関口すみ子『大江戸の姫さま』
副題:『ペットからお輿入れまで』。
江戸時代といえば男尊女卑、女三界に家無しのイメージがあるが、中には夫より身分が高く、夫より威張って暮らした妻達もいた。政略結婚=政治の道具、ではあるのだけれど、それだけに一層優遇され、贅の限りを尽くし、屋敷の奥でしたたかに生きていたらしい。
この本は、今は忘れられてしまったそんな姫君達の生活を浮き彫りにした歴史書である。

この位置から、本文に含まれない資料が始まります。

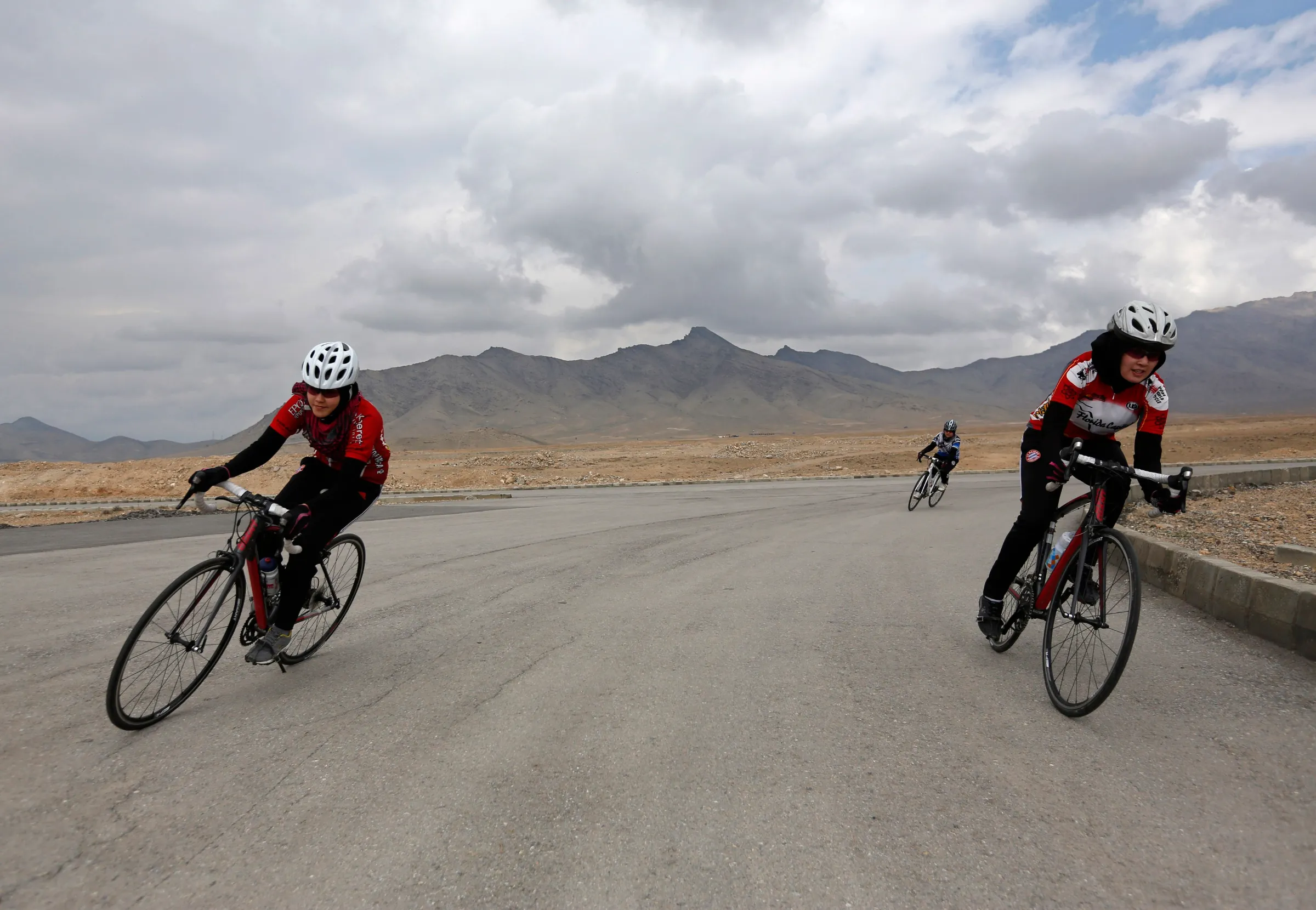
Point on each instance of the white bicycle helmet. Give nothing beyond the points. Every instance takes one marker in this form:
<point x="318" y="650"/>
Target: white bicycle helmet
<point x="330" y="366"/>
<point x="1144" y="322"/>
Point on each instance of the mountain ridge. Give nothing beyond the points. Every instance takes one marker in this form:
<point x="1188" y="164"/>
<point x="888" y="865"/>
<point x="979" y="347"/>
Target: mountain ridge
<point x="1251" y="358"/>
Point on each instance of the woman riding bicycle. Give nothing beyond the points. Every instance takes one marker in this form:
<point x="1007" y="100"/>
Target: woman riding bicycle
<point x="1101" y="393"/>
<point x="948" y="450"/>
<point x="331" y="488"/>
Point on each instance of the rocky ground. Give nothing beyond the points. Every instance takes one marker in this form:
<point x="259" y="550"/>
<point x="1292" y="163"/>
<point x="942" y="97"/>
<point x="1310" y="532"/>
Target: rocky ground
<point x="1243" y="525"/>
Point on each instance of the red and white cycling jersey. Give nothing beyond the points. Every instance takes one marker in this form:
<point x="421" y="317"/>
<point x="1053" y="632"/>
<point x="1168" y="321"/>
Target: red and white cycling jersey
<point x="1099" y="411"/>
<point x="362" y="437"/>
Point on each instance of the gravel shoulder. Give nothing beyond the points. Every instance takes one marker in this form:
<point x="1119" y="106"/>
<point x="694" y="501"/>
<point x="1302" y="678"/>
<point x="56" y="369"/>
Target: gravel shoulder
<point x="1243" y="525"/>
<point x="1189" y="441"/>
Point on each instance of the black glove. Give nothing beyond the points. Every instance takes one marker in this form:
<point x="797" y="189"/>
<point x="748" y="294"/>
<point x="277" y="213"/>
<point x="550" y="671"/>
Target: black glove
<point x="1056" y="471"/>
<point x="297" y="521"/>
<point x="207" y="477"/>
<point x="1161" y="499"/>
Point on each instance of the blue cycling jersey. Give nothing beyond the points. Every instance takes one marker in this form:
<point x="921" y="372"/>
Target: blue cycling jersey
<point x="946" y="447"/>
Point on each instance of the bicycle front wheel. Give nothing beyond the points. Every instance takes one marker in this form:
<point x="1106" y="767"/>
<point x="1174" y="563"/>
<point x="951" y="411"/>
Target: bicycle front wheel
<point x="175" y="645"/>
<point x="1086" y="646"/>
<point x="332" y="592"/>
<point x="919" y="487"/>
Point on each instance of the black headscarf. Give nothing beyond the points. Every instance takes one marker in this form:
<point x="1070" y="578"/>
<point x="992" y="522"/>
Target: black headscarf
<point x="1109" y="350"/>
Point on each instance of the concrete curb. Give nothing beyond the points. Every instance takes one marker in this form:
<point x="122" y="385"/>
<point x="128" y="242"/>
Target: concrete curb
<point x="1206" y="483"/>
<point x="1210" y="483"/>
<point x="1277" y="609"/>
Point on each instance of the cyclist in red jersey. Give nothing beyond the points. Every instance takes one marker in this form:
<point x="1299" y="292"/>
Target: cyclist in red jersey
<point x="1102" y="393"/>
<point x="331" y="488"/>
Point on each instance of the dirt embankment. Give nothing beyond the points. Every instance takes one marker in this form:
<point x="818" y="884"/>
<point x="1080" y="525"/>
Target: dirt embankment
<point x="985" y="447"/>
<point x="1243" y="525"/>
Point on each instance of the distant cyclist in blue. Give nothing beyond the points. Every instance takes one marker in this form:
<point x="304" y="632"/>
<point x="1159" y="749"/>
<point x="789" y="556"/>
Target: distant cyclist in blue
<point x="948" y="450"/>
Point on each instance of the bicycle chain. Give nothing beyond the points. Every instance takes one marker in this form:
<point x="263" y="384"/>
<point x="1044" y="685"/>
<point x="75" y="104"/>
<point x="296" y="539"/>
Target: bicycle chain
<point x="249" y="633"/>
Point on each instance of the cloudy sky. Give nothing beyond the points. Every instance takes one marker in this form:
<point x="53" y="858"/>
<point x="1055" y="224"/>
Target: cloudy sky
<point x="194" y="192"/>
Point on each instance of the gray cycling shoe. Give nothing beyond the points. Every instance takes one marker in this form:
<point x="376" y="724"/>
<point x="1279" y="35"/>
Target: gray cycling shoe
<point x="270" y="646"/>
<point x="989" y="617"/>
<point x="1089" y="592"/>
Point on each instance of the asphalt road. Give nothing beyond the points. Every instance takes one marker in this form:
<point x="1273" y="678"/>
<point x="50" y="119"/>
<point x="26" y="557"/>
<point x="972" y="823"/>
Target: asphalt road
<point x="694" y="696"/>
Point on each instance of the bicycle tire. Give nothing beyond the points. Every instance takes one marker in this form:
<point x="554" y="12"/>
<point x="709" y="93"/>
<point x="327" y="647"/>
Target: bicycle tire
<point x="919" y="486"/>
<point x="1082" y="667"/>
<point x="345" y="562"/>
<point x="126" y="691"/>
<point x="1018" y="607"/>
<point x="935" y="496"/>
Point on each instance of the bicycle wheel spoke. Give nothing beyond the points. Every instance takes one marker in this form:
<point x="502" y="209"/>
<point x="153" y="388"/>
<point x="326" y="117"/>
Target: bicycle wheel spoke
<point x="1089" y="649"/>
<point x="165" y="659"/>
<point x="332" y="591"/>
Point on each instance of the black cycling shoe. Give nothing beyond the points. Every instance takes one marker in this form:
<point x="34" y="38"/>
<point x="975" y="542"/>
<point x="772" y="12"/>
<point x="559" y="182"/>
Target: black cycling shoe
<point x="269" y="647"/>
<point x="989" y="617"/>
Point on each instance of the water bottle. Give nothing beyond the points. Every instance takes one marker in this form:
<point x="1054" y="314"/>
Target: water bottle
<point x="270" y="581"/>
<point x="1058" y="550"/>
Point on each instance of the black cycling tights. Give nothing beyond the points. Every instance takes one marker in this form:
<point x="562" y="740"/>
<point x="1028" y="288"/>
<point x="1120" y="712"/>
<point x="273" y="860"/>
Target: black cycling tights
<point x="328" y="517"/>
<point x="1037" y="507"/>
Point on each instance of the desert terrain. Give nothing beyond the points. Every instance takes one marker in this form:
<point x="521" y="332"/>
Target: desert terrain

「生類憐れみの令」の第五代将軍綱吉や、ドラマ「暴れん坊将軍」が人気の第八代将軍吉宗らが、いかに姫君たちを利用したかなどが書かれていて面白い。
が、ここは猫サイトなので、猫やペットのことだけを取り上げよう。
第一章「姫さまのお楽しみ」には、ペットのことと歌舞伎のことが書いてある。
姫君たちが、大奥でいかにペットをかわいがっていたか。
といっても、ほとんどが狆(ちん=小型座敷犬)の話で、猫のことはわずか2ページも書いてないのだが。
そこに出てくるのは、十三代将軍家定の継室、天璋印(敬子=すみこ)の飼い猫たち、ミチ姫とサト姫。
なかでもサト姫は知る人ぞ知るという有名な猫だ。猫の世話係は3人もいた。出産も大騒ぎだった。サト姫の子猫たちは貰われていったが、「先方によっては大変な支度をしました」。
ところで、夏目漱石の『吾輩は猫である』の猫君には三毛子という初恋の相手がいた。二絃琴のお師匠さんの飼い猫である。この三毛子が飼い主の身分を自慢して言う。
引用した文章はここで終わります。